# Missing data.



## m3nf (Oct 5, 2007)

Hi, new to forums here, but i downloaded your GPU-Z and it seams to be missing some information.

My GPU is a xfx 8800GTS 640mb, i have flashed the bios with my own rom i made using NiBiTor.v3.4a and nvflash, i kept the standard setting and just increase the core and memory, but it does not show using GPU-Z any information on .....

ROP's
Shaders
Pixel Fillrate
Texture Fillrate
Bus width
bandwidth

http://www.techpowerup.com/gpuz/82gqe

Not sure if its the software missing this as its not a default rom, or its a error on my system running vista ul 64 bit.

Just thought i post this to get some idea, the card works fine, no issues at all.

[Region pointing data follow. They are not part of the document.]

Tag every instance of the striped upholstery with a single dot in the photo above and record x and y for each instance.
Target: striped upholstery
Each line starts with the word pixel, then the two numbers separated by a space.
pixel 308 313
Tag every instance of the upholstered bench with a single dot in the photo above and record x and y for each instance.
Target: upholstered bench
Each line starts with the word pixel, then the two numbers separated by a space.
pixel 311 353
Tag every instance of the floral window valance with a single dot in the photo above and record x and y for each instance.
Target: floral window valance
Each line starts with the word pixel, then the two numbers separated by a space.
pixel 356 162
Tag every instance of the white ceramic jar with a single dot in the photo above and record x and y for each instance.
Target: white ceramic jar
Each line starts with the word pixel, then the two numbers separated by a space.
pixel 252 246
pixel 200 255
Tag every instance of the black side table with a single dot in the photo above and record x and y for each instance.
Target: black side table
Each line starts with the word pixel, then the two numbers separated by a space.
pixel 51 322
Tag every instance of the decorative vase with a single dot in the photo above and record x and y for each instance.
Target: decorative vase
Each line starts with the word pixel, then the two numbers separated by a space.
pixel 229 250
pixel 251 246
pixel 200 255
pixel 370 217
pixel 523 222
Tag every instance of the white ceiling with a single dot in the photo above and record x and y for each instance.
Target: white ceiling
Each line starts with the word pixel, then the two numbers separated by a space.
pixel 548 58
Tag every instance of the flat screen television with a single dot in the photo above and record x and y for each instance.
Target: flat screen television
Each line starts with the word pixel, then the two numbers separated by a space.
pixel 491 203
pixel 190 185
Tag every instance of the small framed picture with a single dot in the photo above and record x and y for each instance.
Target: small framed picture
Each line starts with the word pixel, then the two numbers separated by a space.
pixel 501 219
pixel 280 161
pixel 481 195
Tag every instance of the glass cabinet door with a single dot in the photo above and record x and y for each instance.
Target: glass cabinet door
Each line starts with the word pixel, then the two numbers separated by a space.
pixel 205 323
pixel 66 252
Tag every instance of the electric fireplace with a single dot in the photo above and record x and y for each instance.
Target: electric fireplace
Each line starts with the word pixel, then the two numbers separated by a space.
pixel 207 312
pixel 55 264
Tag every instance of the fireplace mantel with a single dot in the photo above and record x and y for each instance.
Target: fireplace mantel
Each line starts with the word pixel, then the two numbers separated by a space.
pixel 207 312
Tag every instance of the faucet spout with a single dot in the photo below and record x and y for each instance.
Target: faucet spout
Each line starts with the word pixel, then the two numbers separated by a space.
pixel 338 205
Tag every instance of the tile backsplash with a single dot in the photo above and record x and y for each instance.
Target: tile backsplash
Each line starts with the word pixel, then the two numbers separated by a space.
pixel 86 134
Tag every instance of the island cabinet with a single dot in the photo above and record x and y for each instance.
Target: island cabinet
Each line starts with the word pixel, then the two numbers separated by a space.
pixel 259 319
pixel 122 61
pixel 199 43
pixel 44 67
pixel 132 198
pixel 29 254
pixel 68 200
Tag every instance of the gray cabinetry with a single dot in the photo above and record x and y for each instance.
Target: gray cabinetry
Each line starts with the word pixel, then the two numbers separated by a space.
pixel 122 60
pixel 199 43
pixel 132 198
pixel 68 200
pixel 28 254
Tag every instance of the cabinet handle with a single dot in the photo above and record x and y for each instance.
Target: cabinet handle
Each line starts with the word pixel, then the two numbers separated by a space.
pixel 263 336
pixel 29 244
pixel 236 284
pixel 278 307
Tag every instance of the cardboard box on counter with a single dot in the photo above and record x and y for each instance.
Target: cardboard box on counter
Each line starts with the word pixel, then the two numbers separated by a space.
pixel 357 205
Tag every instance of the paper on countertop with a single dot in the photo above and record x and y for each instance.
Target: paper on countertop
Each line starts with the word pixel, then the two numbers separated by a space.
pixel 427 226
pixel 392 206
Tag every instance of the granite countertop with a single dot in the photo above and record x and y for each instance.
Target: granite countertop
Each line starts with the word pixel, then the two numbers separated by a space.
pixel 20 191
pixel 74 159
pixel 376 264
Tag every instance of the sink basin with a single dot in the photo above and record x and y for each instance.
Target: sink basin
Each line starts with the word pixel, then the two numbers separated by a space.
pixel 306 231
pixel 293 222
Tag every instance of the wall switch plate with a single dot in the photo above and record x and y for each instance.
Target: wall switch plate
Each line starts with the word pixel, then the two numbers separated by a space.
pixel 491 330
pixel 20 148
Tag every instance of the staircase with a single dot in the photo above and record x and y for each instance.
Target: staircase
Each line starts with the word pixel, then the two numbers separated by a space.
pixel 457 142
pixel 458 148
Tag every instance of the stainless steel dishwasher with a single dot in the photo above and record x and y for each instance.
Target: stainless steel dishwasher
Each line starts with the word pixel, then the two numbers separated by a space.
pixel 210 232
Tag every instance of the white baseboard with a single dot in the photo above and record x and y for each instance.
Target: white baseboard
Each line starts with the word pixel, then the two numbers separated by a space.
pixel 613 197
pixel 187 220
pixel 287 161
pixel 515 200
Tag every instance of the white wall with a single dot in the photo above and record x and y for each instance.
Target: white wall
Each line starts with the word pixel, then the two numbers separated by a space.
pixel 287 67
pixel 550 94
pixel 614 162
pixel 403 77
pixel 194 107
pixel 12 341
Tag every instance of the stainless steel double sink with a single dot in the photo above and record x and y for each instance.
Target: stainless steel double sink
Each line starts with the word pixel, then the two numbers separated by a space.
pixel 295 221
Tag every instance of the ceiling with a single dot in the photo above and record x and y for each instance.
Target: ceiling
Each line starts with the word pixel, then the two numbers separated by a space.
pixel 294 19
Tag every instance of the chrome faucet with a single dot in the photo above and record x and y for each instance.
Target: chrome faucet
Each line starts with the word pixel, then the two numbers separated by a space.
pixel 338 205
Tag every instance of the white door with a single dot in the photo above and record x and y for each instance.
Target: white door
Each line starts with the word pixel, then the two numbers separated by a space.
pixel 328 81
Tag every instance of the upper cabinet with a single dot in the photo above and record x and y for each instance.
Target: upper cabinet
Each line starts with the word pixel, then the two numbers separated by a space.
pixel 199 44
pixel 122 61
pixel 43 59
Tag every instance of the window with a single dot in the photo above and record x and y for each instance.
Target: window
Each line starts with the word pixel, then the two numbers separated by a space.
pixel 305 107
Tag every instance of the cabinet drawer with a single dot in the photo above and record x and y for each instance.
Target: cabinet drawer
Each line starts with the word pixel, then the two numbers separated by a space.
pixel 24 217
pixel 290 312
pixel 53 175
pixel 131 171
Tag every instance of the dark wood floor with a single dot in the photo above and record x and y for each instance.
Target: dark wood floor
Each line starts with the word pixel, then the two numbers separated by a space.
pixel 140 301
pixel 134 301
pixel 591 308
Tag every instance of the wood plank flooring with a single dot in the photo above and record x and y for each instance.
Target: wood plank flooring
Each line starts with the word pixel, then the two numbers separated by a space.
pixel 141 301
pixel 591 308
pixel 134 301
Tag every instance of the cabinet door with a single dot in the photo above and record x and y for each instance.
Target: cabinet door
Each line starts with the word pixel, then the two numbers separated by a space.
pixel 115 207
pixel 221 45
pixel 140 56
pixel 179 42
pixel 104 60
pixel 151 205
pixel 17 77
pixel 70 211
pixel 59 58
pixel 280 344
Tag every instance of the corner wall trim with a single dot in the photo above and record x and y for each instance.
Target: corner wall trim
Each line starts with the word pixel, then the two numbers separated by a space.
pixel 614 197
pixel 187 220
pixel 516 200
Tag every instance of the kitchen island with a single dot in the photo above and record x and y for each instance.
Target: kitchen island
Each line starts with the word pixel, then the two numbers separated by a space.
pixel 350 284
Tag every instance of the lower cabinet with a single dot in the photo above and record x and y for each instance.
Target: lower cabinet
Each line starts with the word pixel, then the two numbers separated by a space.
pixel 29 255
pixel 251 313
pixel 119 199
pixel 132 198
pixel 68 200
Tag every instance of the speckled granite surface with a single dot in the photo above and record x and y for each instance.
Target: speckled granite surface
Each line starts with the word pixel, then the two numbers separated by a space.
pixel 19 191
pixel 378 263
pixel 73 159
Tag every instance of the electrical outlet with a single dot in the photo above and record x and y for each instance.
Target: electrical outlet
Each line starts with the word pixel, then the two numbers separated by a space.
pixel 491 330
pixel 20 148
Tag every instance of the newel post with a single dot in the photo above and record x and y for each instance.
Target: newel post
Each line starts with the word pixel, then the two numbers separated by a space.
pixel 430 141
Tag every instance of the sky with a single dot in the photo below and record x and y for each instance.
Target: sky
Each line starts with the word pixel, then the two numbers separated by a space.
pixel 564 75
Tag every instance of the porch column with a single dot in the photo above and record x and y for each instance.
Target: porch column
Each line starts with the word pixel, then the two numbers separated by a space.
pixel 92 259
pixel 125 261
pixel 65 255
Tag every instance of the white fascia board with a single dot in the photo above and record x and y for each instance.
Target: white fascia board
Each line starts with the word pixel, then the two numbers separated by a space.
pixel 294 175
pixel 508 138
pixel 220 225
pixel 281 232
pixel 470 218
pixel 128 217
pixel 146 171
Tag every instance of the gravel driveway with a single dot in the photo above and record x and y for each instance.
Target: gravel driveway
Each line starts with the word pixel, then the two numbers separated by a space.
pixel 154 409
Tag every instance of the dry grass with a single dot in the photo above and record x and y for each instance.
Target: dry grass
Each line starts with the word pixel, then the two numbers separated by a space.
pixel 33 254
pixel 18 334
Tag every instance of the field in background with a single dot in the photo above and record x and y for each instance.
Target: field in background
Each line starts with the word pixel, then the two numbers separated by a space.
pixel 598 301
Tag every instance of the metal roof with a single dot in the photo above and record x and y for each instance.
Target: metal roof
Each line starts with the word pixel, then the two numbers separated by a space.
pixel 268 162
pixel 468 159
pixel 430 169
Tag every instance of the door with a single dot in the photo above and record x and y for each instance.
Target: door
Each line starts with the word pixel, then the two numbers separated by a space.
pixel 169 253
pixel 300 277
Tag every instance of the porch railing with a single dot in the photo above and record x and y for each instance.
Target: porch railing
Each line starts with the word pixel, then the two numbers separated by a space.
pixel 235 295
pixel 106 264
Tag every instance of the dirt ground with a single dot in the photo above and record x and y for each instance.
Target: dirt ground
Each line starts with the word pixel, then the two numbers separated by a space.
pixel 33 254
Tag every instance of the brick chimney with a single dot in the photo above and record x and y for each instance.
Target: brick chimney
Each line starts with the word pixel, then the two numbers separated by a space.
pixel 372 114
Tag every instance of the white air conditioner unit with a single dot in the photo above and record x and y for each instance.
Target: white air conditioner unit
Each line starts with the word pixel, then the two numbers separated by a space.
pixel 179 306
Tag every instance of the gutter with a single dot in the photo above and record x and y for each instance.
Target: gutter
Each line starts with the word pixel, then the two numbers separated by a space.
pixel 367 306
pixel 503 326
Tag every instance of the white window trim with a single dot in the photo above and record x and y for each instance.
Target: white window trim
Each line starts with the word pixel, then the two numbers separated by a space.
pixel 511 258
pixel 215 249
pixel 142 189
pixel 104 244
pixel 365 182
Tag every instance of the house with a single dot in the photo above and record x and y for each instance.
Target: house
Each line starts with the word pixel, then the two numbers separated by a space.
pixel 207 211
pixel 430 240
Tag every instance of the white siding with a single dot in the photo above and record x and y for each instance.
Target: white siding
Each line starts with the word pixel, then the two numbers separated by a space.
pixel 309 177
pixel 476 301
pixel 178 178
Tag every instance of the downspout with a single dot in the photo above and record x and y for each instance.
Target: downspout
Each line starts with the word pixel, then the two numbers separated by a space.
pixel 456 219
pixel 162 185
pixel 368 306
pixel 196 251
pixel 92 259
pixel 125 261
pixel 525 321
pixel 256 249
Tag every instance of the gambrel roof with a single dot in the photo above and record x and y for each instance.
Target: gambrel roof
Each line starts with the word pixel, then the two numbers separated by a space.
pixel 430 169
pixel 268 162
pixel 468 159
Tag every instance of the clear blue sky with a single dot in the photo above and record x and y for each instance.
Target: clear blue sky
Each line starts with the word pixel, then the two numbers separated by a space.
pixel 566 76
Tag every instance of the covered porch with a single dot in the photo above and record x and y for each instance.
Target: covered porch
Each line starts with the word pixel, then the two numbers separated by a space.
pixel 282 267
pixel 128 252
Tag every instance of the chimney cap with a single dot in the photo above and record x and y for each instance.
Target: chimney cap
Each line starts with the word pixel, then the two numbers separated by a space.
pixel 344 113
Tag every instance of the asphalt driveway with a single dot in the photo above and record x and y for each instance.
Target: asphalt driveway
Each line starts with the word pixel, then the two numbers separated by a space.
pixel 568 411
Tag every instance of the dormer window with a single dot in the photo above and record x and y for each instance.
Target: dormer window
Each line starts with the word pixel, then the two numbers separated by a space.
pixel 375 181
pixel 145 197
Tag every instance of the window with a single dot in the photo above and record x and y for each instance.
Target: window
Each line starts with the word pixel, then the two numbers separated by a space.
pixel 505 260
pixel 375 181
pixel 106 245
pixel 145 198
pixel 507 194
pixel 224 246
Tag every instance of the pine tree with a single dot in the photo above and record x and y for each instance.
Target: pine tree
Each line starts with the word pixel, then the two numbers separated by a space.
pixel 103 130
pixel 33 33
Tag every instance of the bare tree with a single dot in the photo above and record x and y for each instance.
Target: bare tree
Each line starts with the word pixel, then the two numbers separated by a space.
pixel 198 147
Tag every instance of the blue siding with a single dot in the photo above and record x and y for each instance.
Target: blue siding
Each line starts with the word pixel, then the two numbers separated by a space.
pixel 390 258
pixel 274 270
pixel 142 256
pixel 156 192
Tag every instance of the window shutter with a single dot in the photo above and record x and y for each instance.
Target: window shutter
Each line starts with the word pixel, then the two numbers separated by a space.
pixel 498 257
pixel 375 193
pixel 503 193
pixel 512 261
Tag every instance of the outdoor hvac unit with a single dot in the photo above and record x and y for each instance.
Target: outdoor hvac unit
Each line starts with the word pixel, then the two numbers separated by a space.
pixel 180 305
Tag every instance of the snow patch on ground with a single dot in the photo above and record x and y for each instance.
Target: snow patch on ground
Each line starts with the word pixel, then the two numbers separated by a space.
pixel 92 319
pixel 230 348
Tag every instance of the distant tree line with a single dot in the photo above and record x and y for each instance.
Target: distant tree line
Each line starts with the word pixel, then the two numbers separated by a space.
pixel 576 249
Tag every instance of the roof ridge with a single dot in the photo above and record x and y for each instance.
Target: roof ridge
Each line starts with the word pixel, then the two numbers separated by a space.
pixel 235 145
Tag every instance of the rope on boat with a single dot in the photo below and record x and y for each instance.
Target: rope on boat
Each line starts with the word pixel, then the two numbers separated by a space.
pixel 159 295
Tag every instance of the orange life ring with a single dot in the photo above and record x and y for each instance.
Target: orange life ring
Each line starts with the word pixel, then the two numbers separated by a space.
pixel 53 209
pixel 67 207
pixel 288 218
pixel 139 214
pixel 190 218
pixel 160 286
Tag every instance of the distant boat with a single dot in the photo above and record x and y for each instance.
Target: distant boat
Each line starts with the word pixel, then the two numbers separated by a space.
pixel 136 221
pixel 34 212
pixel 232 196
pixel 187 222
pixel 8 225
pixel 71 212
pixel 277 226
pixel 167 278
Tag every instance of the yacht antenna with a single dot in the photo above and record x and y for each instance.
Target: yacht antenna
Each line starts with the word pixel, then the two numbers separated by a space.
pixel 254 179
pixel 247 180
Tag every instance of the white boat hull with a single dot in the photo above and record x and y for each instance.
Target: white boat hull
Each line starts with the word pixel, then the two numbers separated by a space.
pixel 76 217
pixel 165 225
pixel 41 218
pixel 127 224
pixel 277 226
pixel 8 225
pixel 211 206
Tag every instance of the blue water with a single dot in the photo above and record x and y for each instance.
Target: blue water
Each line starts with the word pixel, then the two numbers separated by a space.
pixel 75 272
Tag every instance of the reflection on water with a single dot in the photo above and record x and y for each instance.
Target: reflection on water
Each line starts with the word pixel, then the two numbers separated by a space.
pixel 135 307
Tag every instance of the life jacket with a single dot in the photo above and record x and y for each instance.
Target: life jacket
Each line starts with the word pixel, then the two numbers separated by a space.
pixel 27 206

Thanks, and hope this helps.


----------



## Rugor (Oct 5, 2007)

I have a BFG 8800GTS 640mb with everything at stock.  I haven't flashed the BIOS or made any other modifications and I am seeing exactly the same results with GPU-Z.  The biggest difference is clock speeds and my card is the A2 revision where the previous poster's is showing as the A3 revision.

ROPs: 0
Shaders: 0 Unified
Pixel Fillrate: 0
Texture Fillrate: 0
Bus Width: 0
Bandwidth: 0

Link:  http://www.techpowerup.com/gpuz/hkvk6/

I'm running Vista Ultimate 32-bit and ran the program as Administrator.


----------



## moshpit (Oct 5, 2007)

Rugor said:


> I have a BFG 8800GTS 640mb with everything at stock.  I haven't flashed the BIOS or made any other modifications and I am seeing exactly the same results with GPU-Z.  The biggest difference is clock speeds and my card is the A2 revision where the previous poster's is showing as the A3 revision.
> 
> ROPs: 0
> Shaders: 0 Unified
> ...



I've posted to a couple of the other bug report threads so far, this one looks to be relevant too. My EVGA 8800GTS 640mb Superclocked is doing something similar, but only the shaders and monitor section arn't showing any info at all, but several other sections are reporting wrong info. Bus width is reported as 256bit as opposed to the correct 320bit, and ROPs are being reported as only 16.

Using Vista x64, and Forceware 163.67 WHQL and version 0.0.3 of GPUz.


----------



## AmberClad (Oct 5, 2007)

I also have a 8800 GTS that's missing those same data fields.

Mine's the 320MB version though, and it's a PNY one, not the previously mentioned three brands. Win XP Pro, 32 bit. Forceware 158.22.


----------



## m3nf (Oct 6, 2007)

Version .4 fixed this issue, Great one. Many thanks.


----------



## moshpit (Oct 7, 2007)

0.0.5 fixed my issues, good job Wizzard!


----------